Leider bleibt es aber viel zu oft bei bloßer Phrasendrescherei der Regierung und mangelnder Umsetzung nötiger Neuregelungen. Dass die CSU im Zweifelsfall auch mal überhaupt nicht erkennt, wo ein Problem angegangen werden muss, sieht man bei der Neuregelung der Besoldung begrenzt Dienstfähiger. Die Besoldung begrenzt Dienstfähiger wird bisher als fiktives Ruhegehalt berechnet und deswegen zurecht als verfassungswidriger Zustand angeprangert. Im März 2014 wurde eine ähnliche Regelung in Baden-Württemberg gekippt und so ist es nur richtig, rückwirkend zum April 2014 das Bayerische Besoldungsgesetz anzupassen. Begrenzt Dienstfähige sind Arbeitnehmer, die Vollzeit arbeiten würden, dazu aber nicht in der Lage sind.

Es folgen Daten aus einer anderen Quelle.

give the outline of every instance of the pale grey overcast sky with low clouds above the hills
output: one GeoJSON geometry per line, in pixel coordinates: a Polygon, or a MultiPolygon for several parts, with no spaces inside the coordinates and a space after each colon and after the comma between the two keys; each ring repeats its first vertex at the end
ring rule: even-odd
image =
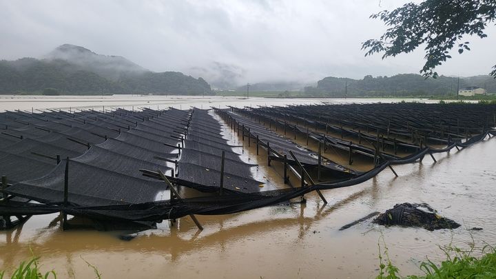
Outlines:
{"type": "MultiPolygon", "coordinates": [[[[422,50],[382,61],[364,57],[366,39],[386,29],[370,14],[404,0],[0,0],[0,59],[43,57],[58,45],[121,55],[149,70],[179,71],[207,81],[316,82],[418,73],[422,50]]],[[[496,28],[471,39],[471,52],[440,74],[487,74],[496,63],[496,28]]]]}

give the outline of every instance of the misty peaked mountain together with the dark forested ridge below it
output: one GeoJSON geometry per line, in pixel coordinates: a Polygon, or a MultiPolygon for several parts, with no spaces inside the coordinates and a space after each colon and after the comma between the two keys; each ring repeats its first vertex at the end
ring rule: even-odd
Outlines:
{"type": "Polygon", "coordinates": [[[151,72],[121,56],[61,45],[44,59],[0,61],[0,94],[212,94],[180,72],[151,72]],[[50,88],[50,90],[47,90],[50,88]]]}

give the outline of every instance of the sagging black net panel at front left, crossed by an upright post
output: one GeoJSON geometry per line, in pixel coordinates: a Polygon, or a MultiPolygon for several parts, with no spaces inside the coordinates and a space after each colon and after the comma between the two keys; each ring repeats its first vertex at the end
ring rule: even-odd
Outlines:
{"type": "MultiPolygon", "coordinates": [[[[42,203],[63,201],[65,160],[42,178],[8,187],[8,192],[42,203]]],[[[69,161],[68,201],[74,205],[146,203],[166,189],[165,183],[111,172],[77,161],[69,161]]]]}

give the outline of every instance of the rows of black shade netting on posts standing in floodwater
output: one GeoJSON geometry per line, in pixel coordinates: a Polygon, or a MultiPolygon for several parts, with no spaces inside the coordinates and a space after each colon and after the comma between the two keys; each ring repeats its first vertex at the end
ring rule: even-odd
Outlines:
{"type": "MultiPolygon", "coordinates": [[[[292,105],[0,114],[0,216],[61,212],[95,227],[154,227],[363,183],[393,165],[495,135],[496,106],[292,105]],[[227,139],[239,138],[242,145],[227,139]],[[242,156],[241,156],[242,155],[242,156]],[[256,174],[264,158],[280,177],[256,174]],[[355,169],[355,161],[369,168],[355,169]],[[363,164],[362,164],[363,165],[363,164]],[[118,226],[116,224],[119,224],[118,226]]],[[[302,199],[304,200],[304,199],[302,199]]]]}

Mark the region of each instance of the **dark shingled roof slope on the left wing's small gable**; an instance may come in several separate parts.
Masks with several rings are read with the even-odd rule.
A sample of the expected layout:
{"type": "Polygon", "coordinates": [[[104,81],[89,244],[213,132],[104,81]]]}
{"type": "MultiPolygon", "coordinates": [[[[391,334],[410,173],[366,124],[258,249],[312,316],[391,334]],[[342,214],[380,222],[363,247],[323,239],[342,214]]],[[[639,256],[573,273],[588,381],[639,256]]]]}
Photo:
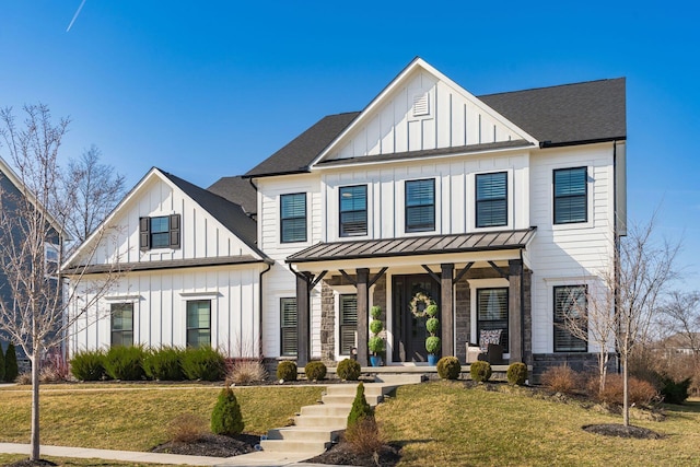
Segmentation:
{"type": "Polygon", "coordinates": [[[167,172],[160,171],[171,182],[177,185],[183,191],[201,206],[207,212],[213,215],[226,229],[233,232],[246,245],[253,248],[261,258],[267,256],[257,247],[257,224],[243,211],[241,206],[228,199],[207,191],[203,188],[192,185],[167,172]]]}

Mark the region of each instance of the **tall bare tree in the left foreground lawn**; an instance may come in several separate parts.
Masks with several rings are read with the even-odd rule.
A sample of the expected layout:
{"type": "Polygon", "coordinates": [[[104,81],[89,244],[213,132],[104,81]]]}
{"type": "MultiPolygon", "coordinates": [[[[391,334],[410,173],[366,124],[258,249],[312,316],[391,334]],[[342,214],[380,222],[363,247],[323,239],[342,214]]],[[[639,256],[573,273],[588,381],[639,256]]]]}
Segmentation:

Dass sie häufig nicht mehr verdienen als Personen, die freiwillig nur in Teilzeit arbeiten, ist nicht länger tragbar. Sie müssen endlich als vollwertige Arbeitnehmer und nicht als Pensionäre im Wartestand betrachtet werden. Auch wenn dieses Thema nicht zu den primären Themenfeldern von „Vereinbarkeit von Familie und Beruf“ gehört, ist es ein wichtiges und der Gesetzentwurf dahingehend sinnvoll.

Sehr geehrte Frau Präsidentin, sehr geehrte Kolleginnen und Kollegen,

Mir scheint, als würden so langsam Denkprozesse bei der Regierung in Gang geraten. Zwar einige Jahre später als andere, aber nach und nach merkt die CSU-Fraktion, was einen modernen Arbeitgeber ausmacht. Verbesserte Möglichkeiten, Beurlaubung zur familiären Pflege zu erhalten, eine angemessene Besoldung begrenzt Dienstfähiger und eine bessere Berücksichtigung von Pflegezeiten in der Laufbahnnachzeichnung  sind kein schlechter Anfang. 

Wenn jetzt noch bessere Möglichkeiten zur Tele- und Wohnraumarbeit geschaffen werden und endlich eine Fachkräfte- und Nachwuchsinitiative initiiert wird, sehe ich gute Voraussetzungen dafür gegeben, dass der Fachkräftemangel an den vielen vorhandenen Baustellen angegangen werden kann!

Aber neben der Perspektive des Freistaats der gute Arbeitskräfte braucht gibt es immer noch die Perspektive der Angestellten, Beamten und Beamtinnen, die einen guten Arbeitgeber brauchen. Die These, dass die Fraktion der CSU begriffen hätte, wie wichtig Vereinbarkeit von Familie und Beruf ist, kann ich wahrlich nicht unterschreiben, wenn ich hier in die Runde schaue. Umso erleichterter bin ich, dass zumindest aus der eingerichteten Arbeitsgruppe ein paar Impulse kommen. Wir jedenfalls bleiben an dem Thema dran, nicht nur beim Freistaat als Arbeitgeber, sondern auf allen Ebenen!